FS#11666 - codeclib arm hand-tuned assembly in fft-ffmpeg doesn't work on Android/-PIC builds
Opened by Dave Hooper (stripwax) - Monday, 11 October 2010, 23:53 GMT
Last edited by Dave Hooper (stripwax) - Friday, 12 November 2010, 10:19 GMT
See mailing list thread entitled "Segfault with FasterMDCT patch and -fPIC" for more details.
The hand-rolled asm in fft-ffmpeg_arm.h uses a combination of preprocessor macros and individual named register selection, in order to enable most use of stm/ldm (requiring register ordering constraints) without writing all of the asm manually - in theory enabling gcc to still make register allocations, local optimisations, etc.
However, it doesn't seem to work very well. In particular, using -fPIC in a regular ARM environment means that gcc needs to use r10 for its own needs, and the current code doesn't seem to enable gcc to realise that I am using r10 for my needs. As a result, gcc doesn't preserve r10 when it ought to, resulting in data aborts.
This patch serves three purposes-
1. Remove a number of the preprocessor macros in fft-ffmpeg_arm.h , in favour of static inlines, hopefully resulting in increased readability
2. Propagate address increments outside the scope of the local function (by simply returning the updated address pointer) for a slight reduction in stacking/unstacking and pointer arith (observed thru disassembly)
3. Reduce number of manually-selected specific register allocations.
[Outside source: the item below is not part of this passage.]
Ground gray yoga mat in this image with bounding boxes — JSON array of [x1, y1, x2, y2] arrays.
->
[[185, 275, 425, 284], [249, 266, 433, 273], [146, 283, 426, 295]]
In particular, the register used for "t1" in the TRANSFORM_xxx macros does not need to be manually allocated if we make some small rearrangements. This also means the code no longer needs to specifically reference r10, which hopefully means gcc will track the PIC register correctly now.
Friday, 12 November 2010, 10:19 GMT
Reason for closing: Accepted
Additional comments about closing: submittied in r28262